Quel est le contexte ? Selon ces discours prédictifs et prospectifs, la civilisation industrielle, jusqu'ici dominante en matière de création de richesses, sera de plus en plus confrontée à la dégradation et à la rareté (voire à l'extinction pure et simple dans certains cas) des ressources naturelles (terres, eau, énergies en particulier). Or, tous les secteurs économiques sont dépendants de ces ressources. Facteur aggravant, la population mondiale continue de croître. Or là aussi, selon la fameuse équation de Kaya utilisée par le GIEC (Groupe d'experts Intergouvernemental sur l'Evolution du Climat) pour mesurer les émissions de gaz à effet de serre, le volume démographique est un facteur clé de la pression que nous exerçons sur l'environnement. Il va sans dire que ce modèle de civilisation est pressenti comme fonçant droit vers ses limites. Les processus de création de richesses en seront donc bouleversés, à tout le moins nécessairement réorientés, de même que les règles de compétitivité.

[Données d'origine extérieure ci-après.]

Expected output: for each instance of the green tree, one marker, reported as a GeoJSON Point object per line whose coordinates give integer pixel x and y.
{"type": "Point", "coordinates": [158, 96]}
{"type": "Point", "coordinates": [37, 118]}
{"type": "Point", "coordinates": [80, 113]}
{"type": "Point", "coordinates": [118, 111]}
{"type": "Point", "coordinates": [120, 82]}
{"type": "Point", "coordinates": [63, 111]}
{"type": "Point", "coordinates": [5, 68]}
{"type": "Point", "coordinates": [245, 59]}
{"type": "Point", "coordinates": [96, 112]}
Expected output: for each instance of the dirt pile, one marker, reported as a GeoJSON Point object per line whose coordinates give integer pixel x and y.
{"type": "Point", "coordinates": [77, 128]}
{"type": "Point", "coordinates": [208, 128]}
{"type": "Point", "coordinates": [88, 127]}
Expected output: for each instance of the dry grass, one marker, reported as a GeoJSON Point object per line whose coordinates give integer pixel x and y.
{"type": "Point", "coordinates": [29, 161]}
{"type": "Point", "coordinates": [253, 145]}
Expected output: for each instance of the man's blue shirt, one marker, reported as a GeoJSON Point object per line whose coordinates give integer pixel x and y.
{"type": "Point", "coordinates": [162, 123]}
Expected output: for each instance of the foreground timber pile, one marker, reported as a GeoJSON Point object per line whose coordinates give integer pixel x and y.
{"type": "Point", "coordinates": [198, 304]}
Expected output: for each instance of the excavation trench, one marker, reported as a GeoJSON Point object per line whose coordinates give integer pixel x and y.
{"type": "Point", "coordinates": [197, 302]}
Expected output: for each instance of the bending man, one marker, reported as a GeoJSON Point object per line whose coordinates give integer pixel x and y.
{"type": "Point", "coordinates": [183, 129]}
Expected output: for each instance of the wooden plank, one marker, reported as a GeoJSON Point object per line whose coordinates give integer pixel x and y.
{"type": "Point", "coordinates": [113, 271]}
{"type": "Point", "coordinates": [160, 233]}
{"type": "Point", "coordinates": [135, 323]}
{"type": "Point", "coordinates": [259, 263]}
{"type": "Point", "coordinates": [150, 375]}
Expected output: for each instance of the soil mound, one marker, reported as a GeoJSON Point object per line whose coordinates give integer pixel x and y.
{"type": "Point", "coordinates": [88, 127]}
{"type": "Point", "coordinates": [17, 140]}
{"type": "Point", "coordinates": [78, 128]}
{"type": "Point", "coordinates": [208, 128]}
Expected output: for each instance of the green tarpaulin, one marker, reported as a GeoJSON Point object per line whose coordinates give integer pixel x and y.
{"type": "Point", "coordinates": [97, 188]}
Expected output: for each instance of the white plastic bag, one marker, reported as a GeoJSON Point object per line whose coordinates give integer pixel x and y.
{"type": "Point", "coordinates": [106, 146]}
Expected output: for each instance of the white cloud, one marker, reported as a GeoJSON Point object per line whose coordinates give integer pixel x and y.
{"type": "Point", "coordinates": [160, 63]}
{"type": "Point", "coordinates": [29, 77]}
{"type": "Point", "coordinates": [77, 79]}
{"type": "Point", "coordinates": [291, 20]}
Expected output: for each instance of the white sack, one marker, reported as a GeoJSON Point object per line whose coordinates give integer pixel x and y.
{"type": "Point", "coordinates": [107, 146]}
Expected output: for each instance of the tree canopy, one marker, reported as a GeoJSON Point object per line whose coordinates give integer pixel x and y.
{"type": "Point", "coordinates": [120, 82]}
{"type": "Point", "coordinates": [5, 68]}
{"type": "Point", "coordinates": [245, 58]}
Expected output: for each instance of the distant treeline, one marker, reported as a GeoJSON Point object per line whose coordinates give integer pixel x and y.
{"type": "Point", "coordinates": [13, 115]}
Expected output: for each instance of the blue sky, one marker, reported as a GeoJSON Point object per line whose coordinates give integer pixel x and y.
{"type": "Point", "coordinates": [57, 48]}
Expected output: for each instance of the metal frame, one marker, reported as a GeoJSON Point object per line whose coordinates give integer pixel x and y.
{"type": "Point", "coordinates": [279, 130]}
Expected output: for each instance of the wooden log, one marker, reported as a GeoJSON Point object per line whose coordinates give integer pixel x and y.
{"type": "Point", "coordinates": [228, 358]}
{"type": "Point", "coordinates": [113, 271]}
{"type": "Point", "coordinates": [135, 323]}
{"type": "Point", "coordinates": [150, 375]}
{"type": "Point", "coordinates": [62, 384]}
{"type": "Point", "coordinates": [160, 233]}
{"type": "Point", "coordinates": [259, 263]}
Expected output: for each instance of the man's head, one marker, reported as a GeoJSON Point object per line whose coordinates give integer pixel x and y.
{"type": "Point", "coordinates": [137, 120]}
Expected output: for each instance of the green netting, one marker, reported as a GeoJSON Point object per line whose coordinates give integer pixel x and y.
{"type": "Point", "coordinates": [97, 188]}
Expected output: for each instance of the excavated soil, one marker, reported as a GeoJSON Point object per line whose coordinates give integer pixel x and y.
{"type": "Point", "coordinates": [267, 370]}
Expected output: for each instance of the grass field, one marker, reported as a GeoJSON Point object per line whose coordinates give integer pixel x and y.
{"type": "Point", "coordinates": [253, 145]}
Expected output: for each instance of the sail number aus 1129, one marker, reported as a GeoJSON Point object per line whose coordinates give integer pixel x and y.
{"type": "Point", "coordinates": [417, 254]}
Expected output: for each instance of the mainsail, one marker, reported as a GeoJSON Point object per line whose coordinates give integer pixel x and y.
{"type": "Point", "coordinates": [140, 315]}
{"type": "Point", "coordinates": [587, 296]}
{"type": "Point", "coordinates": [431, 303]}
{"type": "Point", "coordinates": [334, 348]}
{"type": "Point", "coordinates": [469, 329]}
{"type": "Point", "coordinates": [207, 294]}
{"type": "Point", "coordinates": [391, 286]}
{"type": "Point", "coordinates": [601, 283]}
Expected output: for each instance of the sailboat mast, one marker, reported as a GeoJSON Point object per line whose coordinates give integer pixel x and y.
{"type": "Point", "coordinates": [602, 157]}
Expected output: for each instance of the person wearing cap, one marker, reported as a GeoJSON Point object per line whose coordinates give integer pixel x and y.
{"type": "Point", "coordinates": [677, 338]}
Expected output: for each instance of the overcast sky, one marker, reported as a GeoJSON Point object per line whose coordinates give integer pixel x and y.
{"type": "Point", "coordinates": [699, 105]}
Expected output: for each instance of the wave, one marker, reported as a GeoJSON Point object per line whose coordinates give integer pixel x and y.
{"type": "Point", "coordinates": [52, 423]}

EnergiesPolluantesVsPropres_2015_2045.pngAinsi que le montre le deuxième graphique ci-contre, en matière d'énergie, une réorientation vers les énergies propres et renouvelables (donc durables) est clairement à l'ordre du jour : 2020 semble se dégager comme un horizon temporel particulièrement important en ce domaine. Cette réorientation est évidemment nécessaire, mais force est de constater que les décideurs (politiques et économiques) ont du mal à trouver le mix-énergétique qui conjuguera à la fois respect de l'environnement (dimension écologique) et rentabilité (dimension économique). On voit, par exemple, les hésitations dans les choix stratégiques des candidats à la prochaine présidentielle française concernant la production d'électricité française. Par ailleurs, il faut savoir que les énergies alternatives nécessitent des investissements colossaux. Selon le Programme des Nations Unies pour l'Environnement, les investissements en matières d'énergies propres devraient atteindre 1900 milliards de dollars en 2020. Dans le contexte de crise financière qui secoue le monde occidental notamment, il semble bien que les décideurs tarderont à indiquer des axes forts pour un autre modèle de développement. Et pourtant, il nous semble que le marché des énergies renouvelables et propres (éolien, solaire, agrocarburants etc.) a un potentiel gigantesque. Mais pour saisir l'opportunité de transformer cette potentialité en réalité, il va falloir trouver de nouvelles méthodes de financement et une impulsion claire des Etats et des décideurs significatifs privés. Bref, relancer l'économie par un développement durable, tel serait le défi à relever pour l'avenir de la planète et de l'humanité. Aller donc vers un nouveau modèle de développement qui combinerait de bonnes orientations économiques et des choix énergétiques alternatifs. Car hélas, jusque-là, nous n'avons pas fait la preuve que nous pourrions vivre et nous développer sans énergie.